PROMETHEUS + GRAFANA MONITORING ARCHITECTURE Targets node_exporter :9100 cAdvisor :8080 scrape Prometheus TSDB Storage PromQL Engine Alert Rules :9090 alerts Alertmanager :9093 query Grafana Dashboards Panels & Graphs Alert Contacts :3000 view Browser Real-time Dashboards & Alerts

Knowing what is happening on your servers is not optional — it is essential. Whether you manage a single VPS or a fleet of production machines, real-time visibility into CPU usage, memory consumption, disk I/O, and network traffic is what separates proactive infrastructure management from firefighting. Prometheus and Grafana together form the most widely adopted open-source monitoring stack in the industry, powering observability at organizations from startups to enterprises.

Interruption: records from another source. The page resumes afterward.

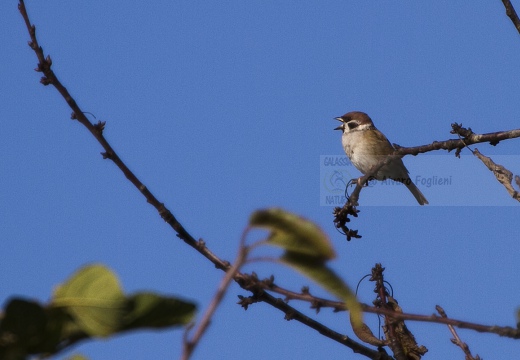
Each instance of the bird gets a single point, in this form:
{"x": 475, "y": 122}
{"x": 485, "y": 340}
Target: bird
{"x": 366, "y": 147}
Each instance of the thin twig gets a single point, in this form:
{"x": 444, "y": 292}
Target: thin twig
{"x": 317, "y": 302}
{"x": 456, "y": 339}
{"x": 44, "y": 66}
{"x": 190, "y": 344}
{"x": 510, "y": 11}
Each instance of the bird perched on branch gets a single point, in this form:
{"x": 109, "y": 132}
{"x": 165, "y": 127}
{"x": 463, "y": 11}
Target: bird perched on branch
{"x": 366, "y": 147}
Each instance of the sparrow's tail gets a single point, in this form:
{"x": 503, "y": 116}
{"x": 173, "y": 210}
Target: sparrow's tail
{"x": 416, "y": 192}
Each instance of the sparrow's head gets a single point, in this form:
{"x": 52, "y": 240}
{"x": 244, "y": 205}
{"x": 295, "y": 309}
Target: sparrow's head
{"x": 354, "y": 121}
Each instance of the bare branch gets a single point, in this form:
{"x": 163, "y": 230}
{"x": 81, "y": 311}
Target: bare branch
{"x": 456, "y": 339}
{"x": 510, "y": 11}
{"x": 44, "y": 66}
{"x": 504, "y": 176}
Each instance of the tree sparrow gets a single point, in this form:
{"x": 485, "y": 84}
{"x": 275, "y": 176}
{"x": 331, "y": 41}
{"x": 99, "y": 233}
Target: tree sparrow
{"x": 366, "y": 147}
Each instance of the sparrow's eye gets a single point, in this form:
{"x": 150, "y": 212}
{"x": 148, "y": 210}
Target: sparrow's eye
{"x": 352, "y": 125}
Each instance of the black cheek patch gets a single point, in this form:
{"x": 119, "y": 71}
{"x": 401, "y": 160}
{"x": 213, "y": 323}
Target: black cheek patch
{"x": 352, "y": 125}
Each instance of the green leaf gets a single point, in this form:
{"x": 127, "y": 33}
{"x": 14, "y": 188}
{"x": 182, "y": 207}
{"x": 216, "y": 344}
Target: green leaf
{"x": 316, "y": 270}
{"x": 22, "y": 328}
{"x": 94, "y": 298}
{"x": 293, "y": 233}
{"x": 149, "y": 310}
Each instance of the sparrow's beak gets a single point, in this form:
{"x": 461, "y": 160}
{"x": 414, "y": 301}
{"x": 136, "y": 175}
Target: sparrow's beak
{"x": 341, "y": 126}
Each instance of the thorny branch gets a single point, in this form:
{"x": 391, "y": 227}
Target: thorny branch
{"x": 456, "y": 339}
{"x": 504, "y": 176}
{"x": 248, "y": 282}
{"x": 510, "y": 11}
{"x": 468, "y": 137}
{"x": 50, "y": 78}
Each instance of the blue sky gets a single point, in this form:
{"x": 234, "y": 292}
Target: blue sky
{"x": 224, "y": 108}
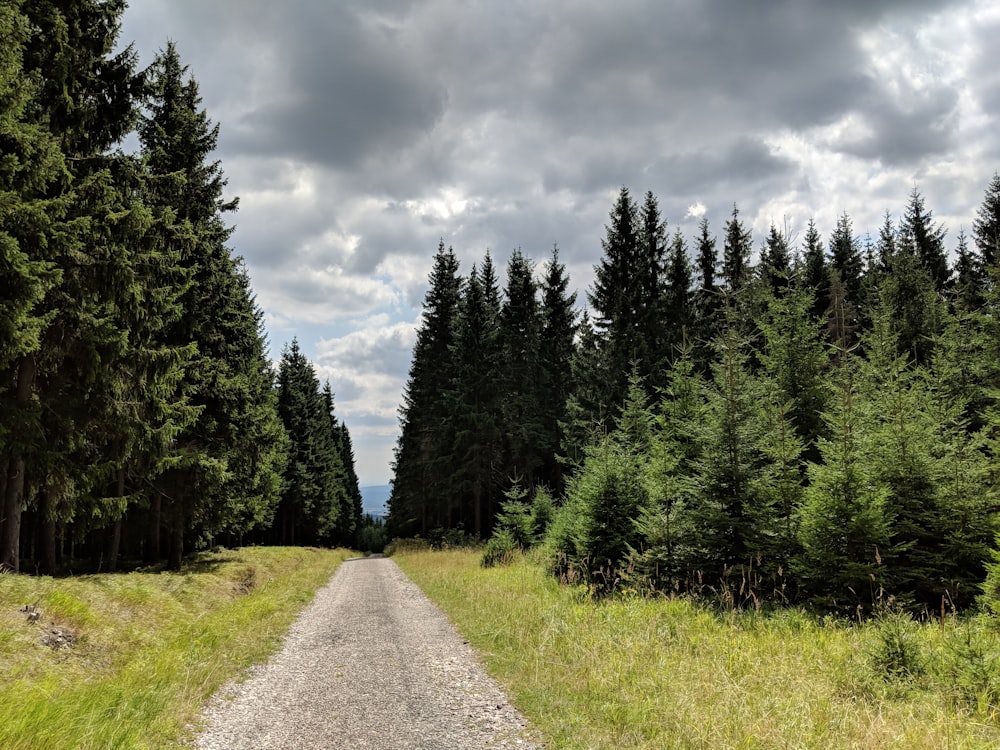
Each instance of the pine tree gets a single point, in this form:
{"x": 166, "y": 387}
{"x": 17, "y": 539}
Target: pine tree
{"x": 352, "y": 485}
{"x": 970, "y": 277}
{"x": 793, "y": 358}
{"x": 665, "y": 523}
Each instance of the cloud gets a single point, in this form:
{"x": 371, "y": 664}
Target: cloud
{"x": 358, "y": 135}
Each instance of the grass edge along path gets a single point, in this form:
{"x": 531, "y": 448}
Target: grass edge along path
{"x": 127, "y": 660}
{"x": 632, "y": 672}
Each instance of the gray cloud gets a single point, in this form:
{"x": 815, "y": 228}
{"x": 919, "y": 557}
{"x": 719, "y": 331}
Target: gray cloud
{"x": 358, "y": 134}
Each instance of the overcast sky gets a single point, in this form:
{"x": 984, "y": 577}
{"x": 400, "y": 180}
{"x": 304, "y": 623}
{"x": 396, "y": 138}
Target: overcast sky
{"x": 357, "y": 134}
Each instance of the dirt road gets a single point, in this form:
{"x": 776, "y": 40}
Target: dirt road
{"x": 371, "y": 663}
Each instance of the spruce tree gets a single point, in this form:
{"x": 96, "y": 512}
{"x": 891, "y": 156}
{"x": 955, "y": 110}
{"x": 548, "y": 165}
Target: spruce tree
{"x": 723, "y": 512}
{"x": 736, "y": 250}
{"x": 775, "y": 260}
{"x": 414, "y": 506}
{"x": 616, "y": 296}
{"x": 815, "y": 273}
{"x": 556, "y": 346}
{"x": 843, "y": 522}
{"x": 678, "y": 303}
{"x": 312, "y": 491}
{"x": 31, "y": 171}
{"x": 476, "y": 400}
{"x": 222, "y": 472}
{"x": 845, "y": 258}
{"x": 706, "y": 297}
{"x": 84, "y": 96}
{"x": 919, "y": 236}
{"x": 522, "y": 375}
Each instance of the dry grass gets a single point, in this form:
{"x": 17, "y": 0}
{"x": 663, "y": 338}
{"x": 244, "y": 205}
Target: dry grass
{"x": 661, "y": 673}
{"x": 147, "y": 648}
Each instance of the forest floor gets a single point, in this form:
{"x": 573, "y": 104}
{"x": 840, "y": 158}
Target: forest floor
{"x": 370, "y": 663}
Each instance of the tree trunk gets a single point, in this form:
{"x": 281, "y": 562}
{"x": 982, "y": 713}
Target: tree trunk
{"x": 46, "y": 533}
{"x": 10, "y": 543}
{"x": 176, "y": 554}
{"x": 114, "y": 543}
{"x": 153, "y": 539}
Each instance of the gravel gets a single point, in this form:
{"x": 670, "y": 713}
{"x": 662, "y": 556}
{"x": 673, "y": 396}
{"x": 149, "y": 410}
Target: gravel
{"x": 370, "y": 663}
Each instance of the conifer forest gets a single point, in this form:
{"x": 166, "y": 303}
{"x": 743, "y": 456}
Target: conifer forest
{"x": 140, "y": 416}
{"x": 816, "y": 426}
{"x": 780, "y": 418}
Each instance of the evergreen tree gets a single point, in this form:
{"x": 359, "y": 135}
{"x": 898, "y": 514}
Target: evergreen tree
{"x": 845, "y": 258}
{"x": 843, "y": 526}
{"x": 352, "y": 486}
{"x": 919, "y": 236}
{"x": 815, "y": 273}
{"x": 30, "y": 172}
{"x": 970, "y": 277}
{"x": 706, "y": 297}
{"x": 222, "y": 473}
{"x": 775, "y": 260}
{"x": 652, "y": 337}
{"x": 736, "y": 251}
{"x": 84, "y": 96}
{"x": 556, "y": 351}
{"x": 425, "y": 441}
{"x": 986, "y": 227}
{"x": 312, "y": 493}
{"x": 615, "y": 296}
{"x": 476, "y": 410}
{"x": 522, "y": 373}
{"x": 724, "y": 511}
{"x": 679, "y": 309}
{"x": 794, "y": 360}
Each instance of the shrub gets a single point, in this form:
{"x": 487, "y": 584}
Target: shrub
{"x": 501, "y": 549}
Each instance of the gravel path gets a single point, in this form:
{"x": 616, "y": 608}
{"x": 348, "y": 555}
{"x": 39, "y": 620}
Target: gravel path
{"x": 371, "y": 663}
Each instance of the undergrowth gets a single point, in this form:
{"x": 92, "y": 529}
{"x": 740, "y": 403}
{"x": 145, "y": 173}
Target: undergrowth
{"x": 668, "y": 672}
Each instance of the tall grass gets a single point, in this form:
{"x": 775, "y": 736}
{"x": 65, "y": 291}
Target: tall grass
{"x": 148, "y": 648}
{"x": 632, "y": 672}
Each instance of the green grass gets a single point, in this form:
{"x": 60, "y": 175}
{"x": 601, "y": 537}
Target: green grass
{"x": 633, "y": 672}
{"x": 150, "y": 648}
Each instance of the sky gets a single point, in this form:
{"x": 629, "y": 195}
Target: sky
{"x": 358, "y": 134}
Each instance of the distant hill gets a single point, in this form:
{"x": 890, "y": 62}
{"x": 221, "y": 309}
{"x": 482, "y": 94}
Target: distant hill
{"x": 375, "y": 498}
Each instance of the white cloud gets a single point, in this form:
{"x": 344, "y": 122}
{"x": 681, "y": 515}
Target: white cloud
{"x": 696, "y": 210}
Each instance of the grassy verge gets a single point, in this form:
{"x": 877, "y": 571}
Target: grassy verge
{"x": 659, "y": 673}
{"x": 124, "y": 661}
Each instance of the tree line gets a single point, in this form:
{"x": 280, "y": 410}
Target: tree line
{"x": 139, "y": 413}
{"x": 814, "y": 421}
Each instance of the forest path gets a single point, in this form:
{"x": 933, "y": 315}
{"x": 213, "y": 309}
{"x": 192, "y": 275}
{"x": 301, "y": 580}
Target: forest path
{"x": 370, "y": 663}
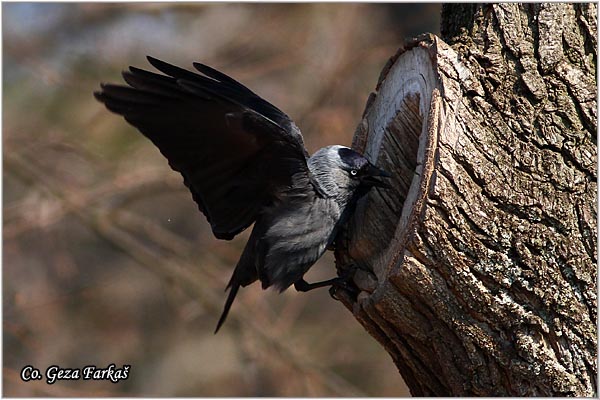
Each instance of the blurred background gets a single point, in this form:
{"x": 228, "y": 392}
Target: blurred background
{"x": 105, "y": 256}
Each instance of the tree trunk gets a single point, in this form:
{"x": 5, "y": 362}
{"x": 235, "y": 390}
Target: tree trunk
{"x": 477, "y": 271}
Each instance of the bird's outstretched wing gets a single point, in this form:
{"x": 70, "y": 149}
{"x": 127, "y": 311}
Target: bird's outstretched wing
{"x": 235, "y": 150}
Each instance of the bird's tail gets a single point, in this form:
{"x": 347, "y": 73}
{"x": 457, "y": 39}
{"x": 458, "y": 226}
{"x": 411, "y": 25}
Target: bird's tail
{"x": 232, "y": 293}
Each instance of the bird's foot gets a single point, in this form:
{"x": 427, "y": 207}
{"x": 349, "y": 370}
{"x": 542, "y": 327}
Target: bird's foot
{"x": 343, "y": 282}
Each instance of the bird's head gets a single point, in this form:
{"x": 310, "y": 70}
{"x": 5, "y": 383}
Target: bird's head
{"x": 343, "y": 173}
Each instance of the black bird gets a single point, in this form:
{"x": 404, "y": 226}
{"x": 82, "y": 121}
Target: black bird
{"x": 244, "y": 161}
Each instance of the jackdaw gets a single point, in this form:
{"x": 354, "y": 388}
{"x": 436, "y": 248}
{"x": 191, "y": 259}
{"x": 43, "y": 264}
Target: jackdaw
{"x": 244, "y": 161}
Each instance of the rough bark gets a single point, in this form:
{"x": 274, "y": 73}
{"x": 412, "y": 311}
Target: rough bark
{"x": 478, "y": 270}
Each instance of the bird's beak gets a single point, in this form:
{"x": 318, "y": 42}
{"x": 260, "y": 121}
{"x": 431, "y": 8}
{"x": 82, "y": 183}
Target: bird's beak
{"x": 371, "y": 177}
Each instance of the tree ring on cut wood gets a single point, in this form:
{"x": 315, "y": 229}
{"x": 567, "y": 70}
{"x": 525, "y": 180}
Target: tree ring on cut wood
{"x": 399, "y": 134}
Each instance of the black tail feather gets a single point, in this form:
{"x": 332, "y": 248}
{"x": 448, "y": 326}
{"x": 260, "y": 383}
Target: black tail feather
{"x": 232, "y": 293}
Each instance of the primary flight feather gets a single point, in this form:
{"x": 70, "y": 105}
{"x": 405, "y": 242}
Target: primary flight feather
{"x": 244, "y": 161}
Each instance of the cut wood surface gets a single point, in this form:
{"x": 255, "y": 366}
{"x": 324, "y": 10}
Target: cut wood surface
{"x": 478, "y": 270}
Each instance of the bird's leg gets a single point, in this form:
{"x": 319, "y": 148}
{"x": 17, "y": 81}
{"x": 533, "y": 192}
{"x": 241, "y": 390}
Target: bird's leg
{"x": 302, "y": 286}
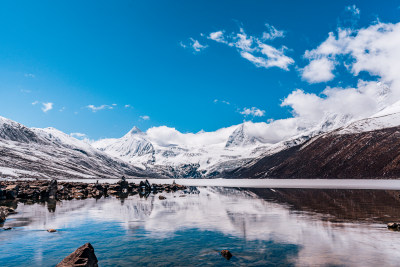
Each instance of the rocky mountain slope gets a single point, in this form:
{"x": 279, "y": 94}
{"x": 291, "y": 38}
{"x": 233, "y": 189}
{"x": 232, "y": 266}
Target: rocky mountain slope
{"x": 338, "y": 147}
{"x": 368, "y": 148}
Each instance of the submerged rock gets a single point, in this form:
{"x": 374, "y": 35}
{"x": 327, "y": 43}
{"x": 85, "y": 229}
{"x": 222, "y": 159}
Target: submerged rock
{"x": 83, "y": 257}
{"x": 394, "y": 226}
{"x": 3, "y": 215}
{"x": 226, "y": 254}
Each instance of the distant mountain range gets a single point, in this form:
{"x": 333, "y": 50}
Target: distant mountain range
{"x": 339, "y": 147}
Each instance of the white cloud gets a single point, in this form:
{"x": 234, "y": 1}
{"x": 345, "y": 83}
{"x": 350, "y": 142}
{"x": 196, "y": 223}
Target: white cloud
{"x": 94, "y": 108}
{"x": 217, "y": 36}
{"x": 222, "y": 101}
{"x": 29, "y": 75}
{"x": 197, "y": 46}
{"x": 254, "y": 49}
{"x": 353, "y": 10}
{"x": 78, "y": 135}
{"x": 47, "y": 106}
{"x": 373, "y": 49}
{"x": 255, "y": 112}
{"x": 182, "y": 44}
{"x": 272, "y": 33}
{"x": 319, "y": 70}
{"x": 193, "y": 44}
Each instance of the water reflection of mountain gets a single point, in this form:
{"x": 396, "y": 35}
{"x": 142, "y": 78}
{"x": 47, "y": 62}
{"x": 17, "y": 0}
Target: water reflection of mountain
{"x": 379, "y": 206}
{"x": 303, "y": 219}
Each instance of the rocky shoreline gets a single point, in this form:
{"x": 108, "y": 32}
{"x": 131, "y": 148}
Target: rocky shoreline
{"x": 53, "y": 190}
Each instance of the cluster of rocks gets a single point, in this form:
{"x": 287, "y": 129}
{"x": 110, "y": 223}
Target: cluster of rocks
{"x": 394, "y": 226}
{"x": 4, "y": 212}
{"x": 44, "y": 189}
{"x": 85, "y": 256}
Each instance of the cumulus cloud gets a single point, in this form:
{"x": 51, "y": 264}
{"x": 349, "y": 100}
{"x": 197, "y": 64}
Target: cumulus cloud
{"x": 272, "y": 33}
{"x": 373, "y": 50}
{"x": 29, "y": 75}
{"x": 254, "y": 49}
{"x": 93, "y": 108}
{"x": 47, "y": 106}
{"x": 194, "y": 44}
{"x": 78, "y": 135}
{"x": 222, "y": 101}
{"x": 353, "y": 10}
{"x": 319, "y": 70}
{"x": 255, "y": 112}
{"x": 217, "y": 36}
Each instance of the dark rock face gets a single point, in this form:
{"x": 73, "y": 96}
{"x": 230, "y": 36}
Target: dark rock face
{"x": 52, "y": 189}
{"x": 83, "y": 257}
{"x": 374, "y": 154}
{"x": 226, "y": 254}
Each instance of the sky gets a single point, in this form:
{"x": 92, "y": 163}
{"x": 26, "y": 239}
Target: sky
{"x": 98, "y": 68}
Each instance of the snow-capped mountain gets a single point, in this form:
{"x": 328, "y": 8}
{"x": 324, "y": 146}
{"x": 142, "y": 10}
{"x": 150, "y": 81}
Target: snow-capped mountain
{"x": 366, "y": 148}
{"x": 48, "y": 153}
{"x": 175, "y": 154}
{"x": 133, "y": 148}
{"x": 255, "y": 149}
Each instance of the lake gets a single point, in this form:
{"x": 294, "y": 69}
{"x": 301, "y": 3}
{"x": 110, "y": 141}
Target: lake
{"x": 283, "y": 226}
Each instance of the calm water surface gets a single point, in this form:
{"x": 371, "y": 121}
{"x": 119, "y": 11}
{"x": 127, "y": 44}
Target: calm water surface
{"x": 289, "y": 227}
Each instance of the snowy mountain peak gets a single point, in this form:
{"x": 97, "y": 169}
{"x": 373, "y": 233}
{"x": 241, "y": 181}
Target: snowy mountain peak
{"x": 240, "y": 137}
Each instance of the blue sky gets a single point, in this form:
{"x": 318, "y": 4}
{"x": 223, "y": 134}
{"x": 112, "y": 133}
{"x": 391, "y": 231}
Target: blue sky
{"x": 101, "y": 67}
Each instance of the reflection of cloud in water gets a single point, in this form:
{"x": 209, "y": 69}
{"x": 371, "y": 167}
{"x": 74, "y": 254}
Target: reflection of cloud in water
{"x": 231, "y": 212}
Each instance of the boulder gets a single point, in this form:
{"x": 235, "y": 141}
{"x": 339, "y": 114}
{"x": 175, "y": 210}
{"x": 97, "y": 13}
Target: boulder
{"x": 3, "y": 215}
{"x": 393, "y": 226}
{"x": 226, "y": 254}
{"x": 11, "y": 191}
{"x": 83, "y": 257}
{"x": 52, "y": 189}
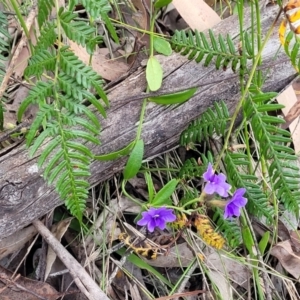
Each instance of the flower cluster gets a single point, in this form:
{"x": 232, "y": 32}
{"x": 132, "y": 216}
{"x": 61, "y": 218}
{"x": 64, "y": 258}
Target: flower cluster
{"x": 156, "y": 217}
{"x": 217, "y": 184}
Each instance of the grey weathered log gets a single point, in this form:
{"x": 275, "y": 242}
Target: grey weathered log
{"x": 24, "y": 195}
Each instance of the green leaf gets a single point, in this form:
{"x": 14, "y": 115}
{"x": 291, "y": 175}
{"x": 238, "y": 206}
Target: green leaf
{"x": 162, "y": 197}
{"x": 162, "y": 46}
{"x": 263, "y": 243}
{"x": 117, "y": 154}
{"x": 174, "y": 98}
{"x": 150, "y": 186}
{"x": 135, "y": 160}
{"x": 154, "y": 74}
{"x": 161, "y": 3}
{"x": 264, "y": 97}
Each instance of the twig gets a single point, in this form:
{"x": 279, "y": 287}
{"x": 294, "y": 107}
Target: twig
{"x": 84, "y": 282}
{"x": 22, "y": 43}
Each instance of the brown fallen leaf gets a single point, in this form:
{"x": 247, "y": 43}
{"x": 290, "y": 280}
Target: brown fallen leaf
{"x": 16, "y": 241}
{"x": 109, "y": 69}
{"x": 287, "y": 257}
{"x": 58, "y": 231}
{"x": 197, "y": 14}
{"x": 23, "y": 288}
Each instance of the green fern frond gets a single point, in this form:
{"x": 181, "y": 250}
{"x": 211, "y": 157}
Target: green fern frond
{"x": 75, "y": 68}
{"x": 96, "y": 8}
{"x": 47, "y": 37}
{"x": 272, "y": 140}
{"x": 41, "y": 90}
{"x": 42, "y": 61}
{"x": 4, "y": 47}
{"x": 77, "y": 31}
{"x": 237, "y": 166}
{"x": 291, "y": 48}
{"x": 212, "y": 121}
{"x": 230, "y": 230}
{"x": 196, "y": 46}
{"x": 44, "y": 10}
{"x": 192, "y": 169}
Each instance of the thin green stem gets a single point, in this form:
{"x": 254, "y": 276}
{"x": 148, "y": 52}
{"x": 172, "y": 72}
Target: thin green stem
{"x": 18, "y": 13}
{"x": 245, "y": 93}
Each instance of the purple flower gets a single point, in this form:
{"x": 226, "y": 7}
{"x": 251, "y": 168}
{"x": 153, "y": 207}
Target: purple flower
{"x": 215, "y": 183}
{"x": 156, "y": 217}
{"x": 233, "y": 206}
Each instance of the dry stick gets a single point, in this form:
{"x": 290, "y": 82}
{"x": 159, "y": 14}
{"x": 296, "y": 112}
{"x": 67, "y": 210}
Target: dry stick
{"x": 83, "y": 280}
{"x": 22, "y": 43}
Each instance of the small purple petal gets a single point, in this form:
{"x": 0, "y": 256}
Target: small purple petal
{"x": 156, "y": 217}
{"x": 215, "y": 183}
{"x": 233, "y": 206}
{"x": 151, "y": 225}
{"x": 209, "y": 173}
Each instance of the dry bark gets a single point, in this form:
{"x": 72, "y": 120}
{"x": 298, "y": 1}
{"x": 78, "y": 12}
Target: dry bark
{"x": 24, "y": 195}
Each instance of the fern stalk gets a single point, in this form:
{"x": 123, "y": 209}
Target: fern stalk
{"x": 245, "y": 92}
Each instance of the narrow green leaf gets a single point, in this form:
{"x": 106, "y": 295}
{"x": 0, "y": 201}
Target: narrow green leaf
{"x": 165, "y": 193}
{"x": 154, "y": 74}
{"x": 269, "y": 107}
{"x": 174, "y": 98}
{"x": 162, "y": 46}
{"x": 117, "y": 154}
{"x": 135, "y": 160}
{"x": 150, "y": 186}
{"x": 263, "y": 243}
{"x": 264, "y": 97}
{"x": 161, "y": 3}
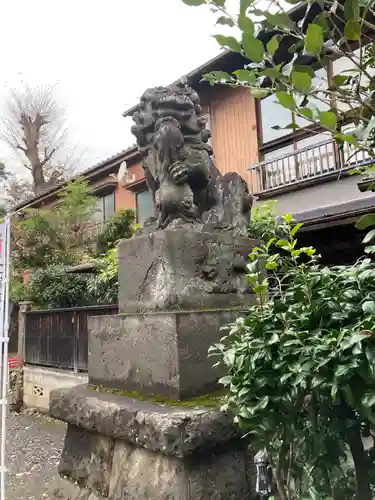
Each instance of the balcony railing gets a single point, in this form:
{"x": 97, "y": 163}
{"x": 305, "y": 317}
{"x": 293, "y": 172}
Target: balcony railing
{"x": 304, "y": 165}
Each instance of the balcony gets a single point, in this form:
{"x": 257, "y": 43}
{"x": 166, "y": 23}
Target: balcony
{"x": 309, "y": 165}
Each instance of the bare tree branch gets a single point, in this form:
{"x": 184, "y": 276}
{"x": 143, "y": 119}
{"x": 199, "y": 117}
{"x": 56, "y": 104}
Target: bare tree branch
{"x": 33, "y": 127}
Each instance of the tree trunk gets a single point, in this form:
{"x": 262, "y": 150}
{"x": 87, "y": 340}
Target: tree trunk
{"x": 354, "y": 440}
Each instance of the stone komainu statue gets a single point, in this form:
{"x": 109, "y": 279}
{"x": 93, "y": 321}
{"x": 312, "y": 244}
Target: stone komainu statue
{"x": 186, "y": 186}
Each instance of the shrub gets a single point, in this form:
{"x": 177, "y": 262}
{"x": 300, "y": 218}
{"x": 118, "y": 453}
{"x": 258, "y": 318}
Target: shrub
{"x": 53, "y": 287}
{"x": 120, "y": 226}
{"x": 44, "y": 237}
{"x": 104, "y": 285}
{"x": 300, "y": 372}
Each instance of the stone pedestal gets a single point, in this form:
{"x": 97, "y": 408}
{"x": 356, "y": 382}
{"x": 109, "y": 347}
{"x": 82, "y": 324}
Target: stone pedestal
{"x": 183, "y": 269}
{"x": 177, "y": 288}
{"x": 162, "y": 353}
{"x": 122, "y": 449}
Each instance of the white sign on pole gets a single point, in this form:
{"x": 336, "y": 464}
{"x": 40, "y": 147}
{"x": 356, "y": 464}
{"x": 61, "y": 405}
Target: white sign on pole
{"x": 4, "y": 332}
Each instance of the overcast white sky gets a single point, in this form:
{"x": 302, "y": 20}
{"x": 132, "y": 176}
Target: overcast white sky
{"x": 104, "y": 55}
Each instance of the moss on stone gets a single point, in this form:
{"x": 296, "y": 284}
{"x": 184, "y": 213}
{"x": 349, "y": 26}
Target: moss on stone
{"x": 211, "y": 400}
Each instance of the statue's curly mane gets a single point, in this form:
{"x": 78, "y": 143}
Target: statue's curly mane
{"x": 177, "y": 101}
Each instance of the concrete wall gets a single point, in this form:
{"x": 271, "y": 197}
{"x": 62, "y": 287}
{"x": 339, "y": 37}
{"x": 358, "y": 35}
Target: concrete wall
{"x": 327, "y": 193}
{"x": 39, "y": 381}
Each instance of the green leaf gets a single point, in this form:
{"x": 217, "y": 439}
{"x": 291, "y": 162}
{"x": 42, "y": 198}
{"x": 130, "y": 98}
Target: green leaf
{"x": 300, "y": 68}
{"x": 282, "y": 243}
{"x": 351, "y": 10}
{"x": 259, "y": 93}
{"x": 357, "y": 337}
{"x": 225, "y": 21}
{"x": 246, "y": 24}
{"x": 263, "y": 403}
{"x": 244, "y": 5}
{"x": 339, "y": 80}
{"x": 228, "y": 41}
{"x": 307, "y": 113}
{"x": 194, "y": 2}
{"x": 221, "y": 75}
{"x": 370, "y": 127}
{"x": 273, "y": 45}
{"x": 301, "y": 81}
{"x": 352, "y": 30}
{"x": 296, "y": 228}
{"x": 314, "y": 39}
{"x": 225, "y": 380}
{"x": 229, "y": 357}
{"x": 271, "y": 265}
{"x": 274, "y": 339}
{"x": 253, "y": 47}
{"x": 368, "y": 307}
{"x": 245, "y": 75}
{"x": 328, "y": 120}
{"x": 369, "y": 236}
{"x": 270, "y": 73}
{"x": 280, "y": 19}
{"x": 259, "y": 289}
{"x": 366, "y": 221}
{"x": 286, "y": 100}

This guide walks you through the complete process: installing Prometheus and node_exporter to collect system metrics, setting up Grafana for visualization, writing PromQL queries, configuring alerting with Alertmanager, and monitoring Docker containers with cAdvisor. By the end, you will have a fully functional monitoring stack running on Ubuntu.

Prerequisites

Before you begin, make sure you have:

  • A server running Ubuntu 22.04 or 24.04 (desktop or server edition)
  • Terminal access with sudo privileges
  • At least 2 GB of RAM and 20 GB of free disk space
  • Ports 9090 (Prometheus), 9100 (node_exporter), 3000 (Grafana), and 9093 (Alertmanager) available
  • Basic familiarity with the Linux command line and YAML syntax
  • Docker installed (optional, for cAdvisor section) — see our Docker installation guide

Note: All commands in this guide are for Ubuntu on the amd64 architecture. If you are running ARM64, adjust the download URLs to use the linux-arm64 binary variants.

What Are Prometheus and Grafana?

Prometheus is an open-source systems monitoring and alerting toolkit originally built at SoundCloud in 2012. It collects metrics by scraping HTTP endpoints at regular intervals, stores them in a time-series database (TSDB), and provides a powerful query language called PromQL for analysis. Prometheus follows a pull-based model — it actively fetches metrics from your servers rather than waiting for data to be pushed.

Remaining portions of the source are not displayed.